Dalla green economy arriveranno presto 60.000 posti di lavoro per giovani laureati e ricercatori, grazie a un piano speciale elaborato dal ministero dell’Ambiente guidato da Corrado Clini. Il programma è stato presentato all’Università Luiss di Roma in occasione del primo “greening camp” italiano promosso dallo stesso ministro Clini e da lui definito “un’esperienza eccezionale”.

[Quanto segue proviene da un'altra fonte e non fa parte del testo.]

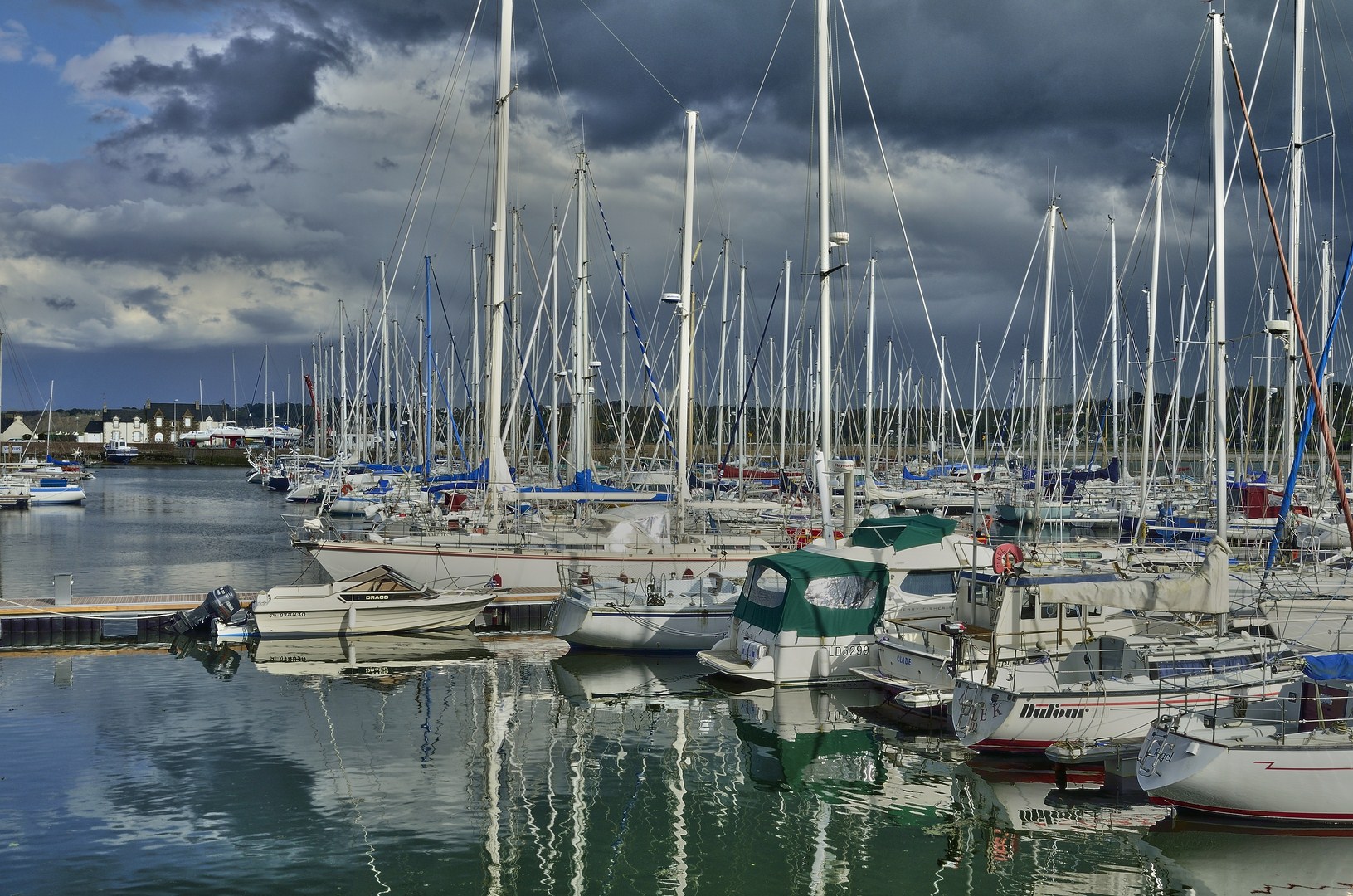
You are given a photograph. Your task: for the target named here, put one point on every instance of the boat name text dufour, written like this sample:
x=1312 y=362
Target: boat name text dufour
x=1052 y=711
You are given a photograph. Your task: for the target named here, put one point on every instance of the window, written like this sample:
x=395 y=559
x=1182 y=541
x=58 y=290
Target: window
x=981 y=595
x=766 y=587
x=842 y=592
x=927 y=583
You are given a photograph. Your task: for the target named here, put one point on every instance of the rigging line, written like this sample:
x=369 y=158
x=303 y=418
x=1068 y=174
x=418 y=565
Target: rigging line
x=433 y=139
x=1316 y=397
x=752 y=381
x=625 y=47
x=634 y=319
x=892 y=187
x=452 y=360
x=761 y=88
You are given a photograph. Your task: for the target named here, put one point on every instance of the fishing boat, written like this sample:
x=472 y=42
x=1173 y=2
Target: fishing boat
x=373 y=602
x=1287 y=758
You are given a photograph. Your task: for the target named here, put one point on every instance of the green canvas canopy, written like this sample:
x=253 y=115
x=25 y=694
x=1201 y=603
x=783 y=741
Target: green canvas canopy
x=819 y=595
x=902 y=532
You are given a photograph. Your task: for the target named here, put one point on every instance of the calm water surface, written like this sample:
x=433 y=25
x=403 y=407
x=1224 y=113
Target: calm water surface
x=504 y=765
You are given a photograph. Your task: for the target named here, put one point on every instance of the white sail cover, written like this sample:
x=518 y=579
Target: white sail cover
x=1200 y=592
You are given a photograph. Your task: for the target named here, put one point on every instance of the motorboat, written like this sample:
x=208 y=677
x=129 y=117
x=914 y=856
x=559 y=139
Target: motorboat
x=372 y=602
x=1287 y=758
x=664 y=613
x=118 y=450
x=812 y=616
x=377 y=657
x=920 y=655
x=636 y=542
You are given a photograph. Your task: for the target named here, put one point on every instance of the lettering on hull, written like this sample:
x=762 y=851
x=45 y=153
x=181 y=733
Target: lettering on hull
x=1052 y=711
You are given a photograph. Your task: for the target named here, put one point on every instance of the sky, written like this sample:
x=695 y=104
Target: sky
x=195 y=195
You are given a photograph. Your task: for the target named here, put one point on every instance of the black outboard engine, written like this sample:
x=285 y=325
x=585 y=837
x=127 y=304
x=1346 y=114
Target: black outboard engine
x=222 y=602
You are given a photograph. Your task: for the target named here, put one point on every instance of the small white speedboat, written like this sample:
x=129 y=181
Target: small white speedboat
x=379 y=601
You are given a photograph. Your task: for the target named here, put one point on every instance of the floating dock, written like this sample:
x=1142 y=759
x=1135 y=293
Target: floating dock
x=66 y=619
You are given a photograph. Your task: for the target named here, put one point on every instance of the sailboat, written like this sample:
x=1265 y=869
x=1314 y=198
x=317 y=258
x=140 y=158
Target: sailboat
x=1108 y=690
x=647 y=540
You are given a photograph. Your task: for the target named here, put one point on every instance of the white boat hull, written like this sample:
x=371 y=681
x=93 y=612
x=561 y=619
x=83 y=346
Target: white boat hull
x=375 y=621
x=684 y=630
x=524 y=569
x=999 y=720
x=782 y=658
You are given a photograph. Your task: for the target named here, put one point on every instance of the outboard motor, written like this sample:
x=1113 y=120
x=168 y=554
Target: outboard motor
x=222 y=602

Più nel dettaglio, il Governo Monti riconoscerà alle aziende che assumono giovani laureati una compensazione parziale dei contributi dovuti, che può arrivare fino al 40% per il primo anno e al 20% per il secondo. I posti a disposizione saranno 30.000 all’anno per due anni.

Il progetto coinvolgerà diversi settori dell’economia verde, come la gestione dei rifiuti e delle acque reflue, l’efficienza energetica e le rinnovabili, la bioedilizia, la tutela del territorio e la mobilità sostenibile. Corrado Clini ha inoltre specificato che il piano prevede anche la realizzazione di un sistema per la gestione delle calamità naturali.

Quanto alla copertura finanziaria, le risorse per l’implementazione del programma per la green economy saranno ricavate da misure fiscali ordinarie in parte già esistenti, come ha rassicurato lo stesso Clini. Un aspetto chiave per la riuscita del progetto sarà la collaborazione tra mondo accademico e impresa:

Dovremmo puntare a mantenere vitale questo rapporto tra università e aziende – ha detto a questo proposito il ministro dell’Ambiente – Abbiamo un patrimonio che va valorizzato e che invece viene disperso o sollecitato ad andare all’estero.

All’annuncio del piano ministeriale erano presenti anche le principali sigle sindacali (CGIL, CISL, UILe UGL), che hanno sottolineato la “simbiosi” esistente tra ambiente, sviluppo economico e lavoro. Un ulteriore obiettivo del programma straordinario, ha concluso Clini, di raggiungere “un effetto anti-congiunturale ed un impatto sul sistema produttivo per i settori legati all’innovazione tecnologica”.